Durante o trajeto até o bairro Barra, a reportagem também pôde constatar a surpresa de passageiros e pessoas na rua ao ver Maria do Socorro. “Nossa! Uma mocinha no volante, que lindo!”, disse uma senhora ao entrar no ônibus. Para Fernanda não é diferente. “Os clientes se sentem surpresos. Eu peguei um pessoal que falou: nossa! Uma mulher! Eu sempre pego, há tanto tempo e nunca fui atendida por uma mulher”. 

Veja o vídeo e acompanhe um pouco da rotina das duas mães. 

Preconceito e assédio no trabalho

Em profissões que são conhecidas por serem dominadas por homens, as mulheres continuam na luta para quebrar barreiras do preconceito para poderem se manter em cargos e profissões e, acima de tudo, serem respeitadas por isso. 
“O meu maior desafio foi romper os preconceitos. Por ser mulher. Por ser taxista em uma profissão masculinizada, achavam que não ia dar certo, mas eu queria muito ser taxista”, afirmou Fernanda.

“Eu acho que tem discriminação e, alguns deles - é a minoria -, se eu fizer algo pequeno, que é parar um pouquinho fora do ponto, que incomoda eles, pelo fato de ser mulher, já vira uma coisa enorme. Mas eu não estou nem ai, eu tiro de letra. Sou um profissional como qualquer outro deles”, declarou Maria do Socorro. 

Segundo a taxista, as mulheres são mais preconceituosas. “Quando veem, acham que o táxi é do meu marido ou do meu pai, mas não eu sendo a taxista. E assédio é rotineiro.
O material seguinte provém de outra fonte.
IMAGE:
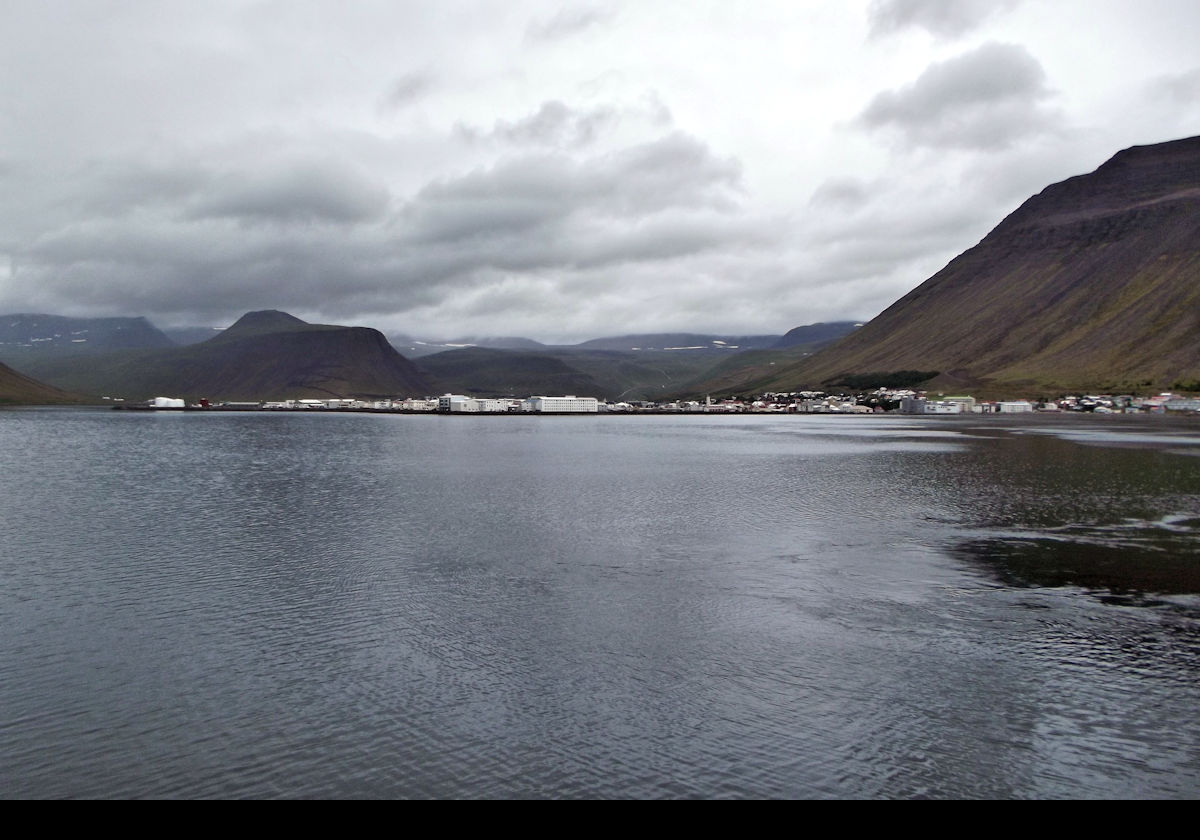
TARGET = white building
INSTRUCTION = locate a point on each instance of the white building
(567, 405)
(457, 403)
(923, 406)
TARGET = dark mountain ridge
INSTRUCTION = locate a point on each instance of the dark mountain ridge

Acho que essa coisa hoje já se tornou um pouco costumeiro, mas sei tirar de letrinha isso”. 

Apesar de todo o estigma e preconceito, as mamães conseguem evitar qualquer situação incômoda que apareça. 
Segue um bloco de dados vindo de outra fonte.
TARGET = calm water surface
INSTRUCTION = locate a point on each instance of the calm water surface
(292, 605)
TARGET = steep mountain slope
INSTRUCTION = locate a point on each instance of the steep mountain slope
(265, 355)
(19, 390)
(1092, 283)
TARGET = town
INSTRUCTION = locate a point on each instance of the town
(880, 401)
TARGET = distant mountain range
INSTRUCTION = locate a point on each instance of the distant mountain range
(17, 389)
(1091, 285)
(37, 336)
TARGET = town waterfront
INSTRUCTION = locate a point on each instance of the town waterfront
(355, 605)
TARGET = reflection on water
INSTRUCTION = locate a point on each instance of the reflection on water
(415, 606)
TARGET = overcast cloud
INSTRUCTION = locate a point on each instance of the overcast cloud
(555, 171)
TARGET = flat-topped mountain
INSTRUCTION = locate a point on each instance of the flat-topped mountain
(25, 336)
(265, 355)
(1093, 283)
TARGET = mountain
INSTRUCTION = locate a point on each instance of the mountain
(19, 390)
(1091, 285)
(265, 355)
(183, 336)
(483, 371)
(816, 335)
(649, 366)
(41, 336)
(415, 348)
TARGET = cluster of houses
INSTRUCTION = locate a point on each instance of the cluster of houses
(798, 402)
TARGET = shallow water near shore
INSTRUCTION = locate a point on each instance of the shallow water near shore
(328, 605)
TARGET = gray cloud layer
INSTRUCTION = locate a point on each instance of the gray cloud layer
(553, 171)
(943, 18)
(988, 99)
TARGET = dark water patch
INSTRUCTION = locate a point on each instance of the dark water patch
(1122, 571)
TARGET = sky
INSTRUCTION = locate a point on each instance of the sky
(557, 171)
“Dependendo da paquera, eu disfarço, finjo que não é comigo. Mas a gente também tem que agir de forma que a pessoa não se sinta desconfortável, mas que ela entenda que existe um ‘não’. Eu não estou disponível, eu estou trabalhando. Essa é a minha profissão”, desabafou Fernanda. 
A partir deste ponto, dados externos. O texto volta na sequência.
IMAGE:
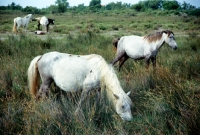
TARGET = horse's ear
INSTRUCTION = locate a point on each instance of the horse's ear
(128, 93)
(117, 97)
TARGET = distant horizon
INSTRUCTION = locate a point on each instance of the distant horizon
(46, 3)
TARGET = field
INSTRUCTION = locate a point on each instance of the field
(165, 100)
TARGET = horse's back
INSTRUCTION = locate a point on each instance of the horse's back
(44, 20)
(70, 71)
(133, 45)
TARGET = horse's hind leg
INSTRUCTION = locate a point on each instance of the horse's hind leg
(122, 60)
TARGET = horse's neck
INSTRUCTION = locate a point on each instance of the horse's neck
(159, 43)
(112, 85)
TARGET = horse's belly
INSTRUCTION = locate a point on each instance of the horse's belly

“Eu ouço vários comentários. Ai eles falam: uau! Uma mulher! Eles olham e dizem: você é tão bonita! Acho que eles se assustam por causa da minha idade, porque eu já sou coroa. Apesar disso, eu trato eles muito bem. Eu sou muito brincalhona e levo as coisas na esportiva. Isso se torna uma convivência melhor e quando eu não estou na linha, eles perguntam por mim. Isso me anima, eu gosto”, disse Maria do Socorro se referindo aos passageiros.